Detailed Breakdown of the Nine Flaws
Out-of-Bounds Read in Meta-Header Parsing
The first vulnerability is an out-of-bounds read issue residing in the meta-header parser. It is caused by insufficient input validation within the parsing logic, potentially allowing an attacker to read memory outside of allocated bounds.
GZIP Decompression Bomb
The second flaw affects the processing of specific HTTP requests. Because Orthanc enforces no limit on decompressed data size and allocates memory based on attacker-controlled metadata, a specially crafted GZIP payload can be used to exhaust system memory entirely.
Memory Exhaustion in ZIP Archive Processing
A related memory exhaustion defect was found in ZIP archive handling. The server trusts the metadata that describes the uncompressed size of archived files. An attacker can forge these size values to cause Orthanc to allocate extremely large memory buffers during extraction, effectively starving the server of resources.
HTTP Header-Based Memory Allocation
Orthanc's HTTP server was also found to allocate memory directly based on length values supplied by users in HTTP headers. Crafting a request with an extremely large length value can trigger server termination due to uncontrolled memory allocation.
Out-of-Bounds Read in Philips Compression Decoding
Orthanc's decompression routine for the proprietary Philips Compression format is vulnerable to an out-of-bounds read. Escape markers located at the end of a compressed data stream are improperly validated. As the CERT/CC advisory states:
"A crafted sequence at the end of the buffer can cause the decoder to read beyond the allocated memory region and leak heap data into the rendered image output."
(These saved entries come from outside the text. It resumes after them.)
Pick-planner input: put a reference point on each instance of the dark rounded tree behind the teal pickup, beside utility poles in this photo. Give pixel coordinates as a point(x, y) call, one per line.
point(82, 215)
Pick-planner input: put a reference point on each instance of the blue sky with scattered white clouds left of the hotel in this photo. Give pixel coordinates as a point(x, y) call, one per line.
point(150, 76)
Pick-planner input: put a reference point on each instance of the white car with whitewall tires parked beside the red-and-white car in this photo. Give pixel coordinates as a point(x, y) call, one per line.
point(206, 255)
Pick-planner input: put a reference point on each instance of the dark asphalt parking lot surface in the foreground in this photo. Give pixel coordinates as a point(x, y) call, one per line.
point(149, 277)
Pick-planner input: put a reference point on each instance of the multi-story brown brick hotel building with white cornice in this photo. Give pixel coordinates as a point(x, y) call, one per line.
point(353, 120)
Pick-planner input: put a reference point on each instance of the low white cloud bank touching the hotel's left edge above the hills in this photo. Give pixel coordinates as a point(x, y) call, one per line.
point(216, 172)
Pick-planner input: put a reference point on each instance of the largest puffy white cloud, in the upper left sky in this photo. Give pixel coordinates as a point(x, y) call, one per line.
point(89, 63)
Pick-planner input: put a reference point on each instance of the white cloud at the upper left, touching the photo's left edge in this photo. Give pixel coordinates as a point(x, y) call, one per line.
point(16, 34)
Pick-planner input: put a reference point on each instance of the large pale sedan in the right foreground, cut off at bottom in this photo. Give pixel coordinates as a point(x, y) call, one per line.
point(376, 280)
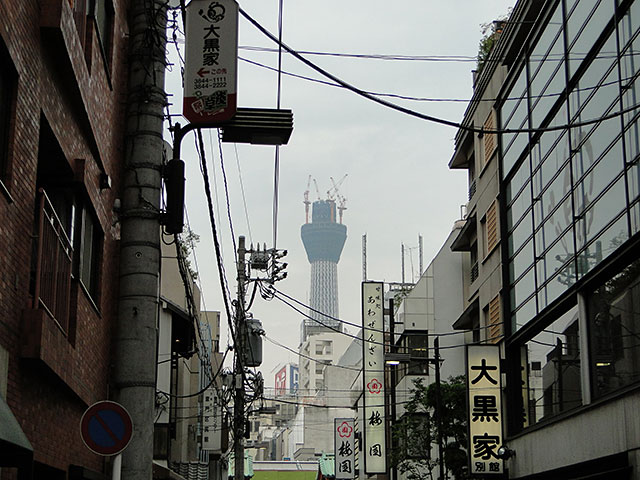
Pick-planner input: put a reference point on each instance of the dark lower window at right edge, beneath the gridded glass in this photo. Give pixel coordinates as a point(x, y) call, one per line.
point(614, 322)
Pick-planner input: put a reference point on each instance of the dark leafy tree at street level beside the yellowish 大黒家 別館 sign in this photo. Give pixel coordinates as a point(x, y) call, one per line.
point(415, 435)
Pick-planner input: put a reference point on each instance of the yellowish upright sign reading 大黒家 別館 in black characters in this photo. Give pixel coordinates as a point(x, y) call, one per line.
point(485, 409)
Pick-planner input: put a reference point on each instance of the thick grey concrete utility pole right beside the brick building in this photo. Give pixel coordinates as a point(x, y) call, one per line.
point(134, 378)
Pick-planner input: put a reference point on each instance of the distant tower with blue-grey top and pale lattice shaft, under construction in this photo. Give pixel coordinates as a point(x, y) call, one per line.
point(323, 240)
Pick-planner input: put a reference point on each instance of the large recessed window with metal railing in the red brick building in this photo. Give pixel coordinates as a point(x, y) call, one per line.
point(68, 238)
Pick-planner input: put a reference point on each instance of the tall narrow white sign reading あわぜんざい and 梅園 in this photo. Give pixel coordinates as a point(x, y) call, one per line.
point(373, 376)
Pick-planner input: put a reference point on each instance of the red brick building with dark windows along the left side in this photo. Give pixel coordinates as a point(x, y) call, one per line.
point(62, 98)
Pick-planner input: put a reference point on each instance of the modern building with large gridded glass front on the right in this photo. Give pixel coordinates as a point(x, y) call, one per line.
point(563, 133)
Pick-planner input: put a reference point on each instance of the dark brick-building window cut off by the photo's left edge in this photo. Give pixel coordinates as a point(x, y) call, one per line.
point(8, 80)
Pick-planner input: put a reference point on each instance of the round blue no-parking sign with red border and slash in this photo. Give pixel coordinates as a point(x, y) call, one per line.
point(106, 428)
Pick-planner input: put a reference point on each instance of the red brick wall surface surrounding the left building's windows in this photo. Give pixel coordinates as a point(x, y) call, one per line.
point(83, 102)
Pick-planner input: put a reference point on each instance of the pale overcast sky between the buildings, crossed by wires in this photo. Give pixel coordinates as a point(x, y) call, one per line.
point(398, 184)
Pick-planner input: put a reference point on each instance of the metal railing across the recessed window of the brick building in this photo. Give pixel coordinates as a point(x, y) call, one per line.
point(53, 264)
Out-of-Bounds Read in Palette Color Lookup-Table Decoding
Another out-of-bounds read weakness was identified in the lookup-table decoding logic used for Palette Color images. This component fails to validate pixel indices, meaning crafted images with indices larger than the palette size can be used to trigger out-of-bounds memory reads.
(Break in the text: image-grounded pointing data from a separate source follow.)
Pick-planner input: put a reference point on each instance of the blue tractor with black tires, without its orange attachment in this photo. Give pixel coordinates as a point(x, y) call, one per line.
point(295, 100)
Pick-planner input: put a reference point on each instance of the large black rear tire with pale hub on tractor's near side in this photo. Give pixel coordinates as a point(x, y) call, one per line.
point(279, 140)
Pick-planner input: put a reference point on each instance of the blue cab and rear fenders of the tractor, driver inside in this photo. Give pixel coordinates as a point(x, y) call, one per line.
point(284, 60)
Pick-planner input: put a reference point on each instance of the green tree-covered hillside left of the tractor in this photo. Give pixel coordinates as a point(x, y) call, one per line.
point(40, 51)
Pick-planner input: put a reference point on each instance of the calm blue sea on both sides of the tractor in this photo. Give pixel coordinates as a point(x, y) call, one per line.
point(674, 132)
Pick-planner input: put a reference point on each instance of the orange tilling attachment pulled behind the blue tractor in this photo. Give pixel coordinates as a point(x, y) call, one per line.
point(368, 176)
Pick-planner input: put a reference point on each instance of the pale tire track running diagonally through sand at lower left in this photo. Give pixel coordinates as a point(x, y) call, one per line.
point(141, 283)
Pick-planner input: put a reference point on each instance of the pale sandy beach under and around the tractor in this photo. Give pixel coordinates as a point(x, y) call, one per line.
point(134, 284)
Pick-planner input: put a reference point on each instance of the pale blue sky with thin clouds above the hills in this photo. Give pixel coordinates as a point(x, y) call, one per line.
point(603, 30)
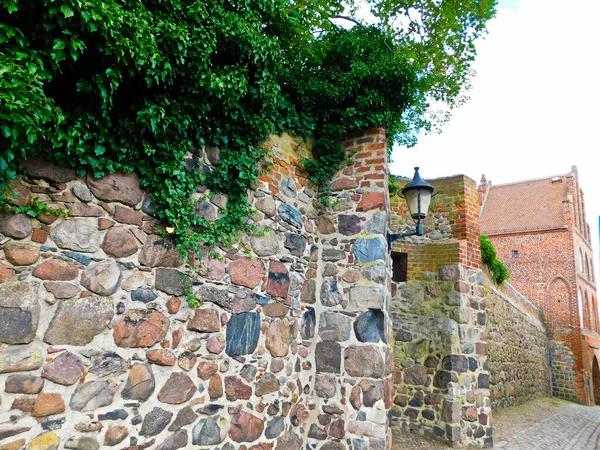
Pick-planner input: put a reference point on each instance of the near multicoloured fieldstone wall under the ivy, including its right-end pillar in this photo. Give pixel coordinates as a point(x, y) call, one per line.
point(98, 347)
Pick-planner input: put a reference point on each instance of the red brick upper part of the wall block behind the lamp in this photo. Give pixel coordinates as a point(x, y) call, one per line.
point(451, 229)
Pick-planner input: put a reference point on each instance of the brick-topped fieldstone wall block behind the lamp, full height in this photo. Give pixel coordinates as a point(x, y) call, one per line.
point(439, 318)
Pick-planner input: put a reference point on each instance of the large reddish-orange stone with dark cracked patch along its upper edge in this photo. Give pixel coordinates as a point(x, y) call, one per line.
point(140, 328)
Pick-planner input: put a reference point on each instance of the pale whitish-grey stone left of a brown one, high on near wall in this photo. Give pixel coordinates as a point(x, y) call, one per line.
point(81, 235)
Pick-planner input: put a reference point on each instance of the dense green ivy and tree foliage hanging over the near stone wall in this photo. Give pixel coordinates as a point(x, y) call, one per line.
point(107, 85)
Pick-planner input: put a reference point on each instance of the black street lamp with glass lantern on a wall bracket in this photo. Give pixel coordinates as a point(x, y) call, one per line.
point(418, 195)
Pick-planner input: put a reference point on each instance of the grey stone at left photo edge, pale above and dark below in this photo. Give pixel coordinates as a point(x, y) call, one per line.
point(19, 312)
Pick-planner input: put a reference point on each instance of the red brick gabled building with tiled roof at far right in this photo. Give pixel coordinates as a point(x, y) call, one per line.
point(539, 230)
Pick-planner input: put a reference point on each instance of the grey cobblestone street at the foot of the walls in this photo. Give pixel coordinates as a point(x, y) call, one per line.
point(544, 424)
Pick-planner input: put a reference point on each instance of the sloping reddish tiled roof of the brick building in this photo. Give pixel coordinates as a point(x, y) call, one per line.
point(531, 205)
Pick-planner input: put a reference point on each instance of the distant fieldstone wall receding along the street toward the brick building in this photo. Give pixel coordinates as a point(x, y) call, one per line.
point(517, 347)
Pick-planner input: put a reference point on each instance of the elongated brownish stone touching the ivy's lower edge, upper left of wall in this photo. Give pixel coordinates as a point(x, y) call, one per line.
point(117, 187)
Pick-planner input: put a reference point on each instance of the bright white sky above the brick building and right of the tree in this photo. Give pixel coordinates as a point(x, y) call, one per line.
point(534, 104)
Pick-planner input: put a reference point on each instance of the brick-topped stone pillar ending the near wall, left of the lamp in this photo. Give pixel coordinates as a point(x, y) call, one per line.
point(352, 355)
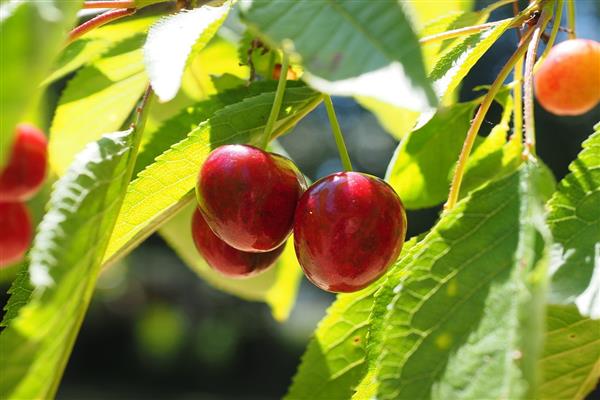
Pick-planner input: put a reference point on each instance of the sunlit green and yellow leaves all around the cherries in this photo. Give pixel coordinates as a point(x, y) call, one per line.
point(501, 298)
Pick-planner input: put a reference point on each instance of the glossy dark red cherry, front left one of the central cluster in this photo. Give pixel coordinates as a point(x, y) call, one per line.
point(249, 196)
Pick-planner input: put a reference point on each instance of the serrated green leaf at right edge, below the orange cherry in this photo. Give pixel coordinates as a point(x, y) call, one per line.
point(574, 219)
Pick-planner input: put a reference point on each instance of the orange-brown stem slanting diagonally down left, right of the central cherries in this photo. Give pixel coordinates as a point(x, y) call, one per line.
point(478, 120)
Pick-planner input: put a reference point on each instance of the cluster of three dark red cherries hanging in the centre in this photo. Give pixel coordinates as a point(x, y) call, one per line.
point(348, 227)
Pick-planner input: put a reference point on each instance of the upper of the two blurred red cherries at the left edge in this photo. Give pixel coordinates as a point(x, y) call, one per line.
point(26, 169)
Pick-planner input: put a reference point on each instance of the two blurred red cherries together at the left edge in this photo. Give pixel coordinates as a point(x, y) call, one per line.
point(20, 180)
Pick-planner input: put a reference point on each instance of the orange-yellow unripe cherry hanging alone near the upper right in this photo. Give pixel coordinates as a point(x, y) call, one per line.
point(568, 82)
Three Heap Buffer Overflow Issues
The final three vulnerabilities are all heap buffer overflows affecting different components:
- The image decoder
- The Palette Color image decoding logic
- The PAM image parsing logic
Successful exploitation of any of these overflows can lead to out-of-bounds memory access. The CERT/CC advisory underscores the severity of these particular issues:
"The most severe issues are heap-based buffer overflows in image parsing and decoding logic, which can crash the Orthanc process and may, under certain conditions, provide a pathway to remote code execution (RCE)."
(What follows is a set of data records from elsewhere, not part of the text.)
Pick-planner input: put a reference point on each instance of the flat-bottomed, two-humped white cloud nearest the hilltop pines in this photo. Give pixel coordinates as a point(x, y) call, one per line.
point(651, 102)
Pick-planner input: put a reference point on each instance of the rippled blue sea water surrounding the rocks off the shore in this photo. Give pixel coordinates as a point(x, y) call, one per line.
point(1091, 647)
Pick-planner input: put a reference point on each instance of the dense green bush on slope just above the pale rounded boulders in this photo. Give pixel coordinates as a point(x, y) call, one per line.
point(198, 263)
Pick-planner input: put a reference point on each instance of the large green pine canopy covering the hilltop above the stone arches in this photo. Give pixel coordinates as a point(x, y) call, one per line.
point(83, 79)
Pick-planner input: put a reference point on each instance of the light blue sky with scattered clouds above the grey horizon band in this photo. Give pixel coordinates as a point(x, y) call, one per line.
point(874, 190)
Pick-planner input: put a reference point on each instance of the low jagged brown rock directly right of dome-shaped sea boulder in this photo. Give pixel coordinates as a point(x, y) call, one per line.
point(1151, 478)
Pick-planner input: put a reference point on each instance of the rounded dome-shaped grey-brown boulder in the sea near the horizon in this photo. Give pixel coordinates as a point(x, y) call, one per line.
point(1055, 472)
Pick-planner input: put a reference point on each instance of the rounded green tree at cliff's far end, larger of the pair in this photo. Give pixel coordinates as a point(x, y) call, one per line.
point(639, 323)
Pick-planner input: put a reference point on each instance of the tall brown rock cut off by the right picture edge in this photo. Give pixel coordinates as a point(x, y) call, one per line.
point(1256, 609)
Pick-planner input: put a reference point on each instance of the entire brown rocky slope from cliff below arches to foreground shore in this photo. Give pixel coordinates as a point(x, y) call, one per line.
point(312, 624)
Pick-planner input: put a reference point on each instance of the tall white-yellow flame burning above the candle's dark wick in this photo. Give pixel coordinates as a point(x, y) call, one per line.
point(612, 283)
Who Discovered the Vulnerabilities
The nine flaws were identified by researchers at Machine Spirits, who also published their own independent advisories alongside the CERT/CC disclosure. The coordinated release highlights the significance of these bugs for healthcare organizations and medical research institutions that rely on Orthanc for managing and analyzing DICOM imaging data.
Risk and Remediation
Given that Orthanc is deployed in healthcare and medical research environments, the potential impact of these vulnerabilities extends beyond typical software flaws. A successful attack could disrupt diagnostic imaging workflows, expose sensitive patient data stored in DICOM format, or allow a remote attacker to gain control of a server entirely.
The attack surface is particularly concerning for internet-exposed or poorly segmented deployments. Several of the flaws require only a crafted HTTP request or malformed image file to trigger, lowering the barrier for exploitation significantly.
Organizations running Orthanc should treat this update as a critical priority. Administrators should:
- Immediately upgrade to Orthanc version 1.12.11, which patches all nine vulnerabilities.
- Audit network exposure of Orthanc instances and restrict access where possible.
- Review logs for anomalous memory consumption or unexpected server crashes that may indicate prior exploitation attempts.
Full technical details are available in both the CERT/CC advisory and the disclosures published by Machine Spirits.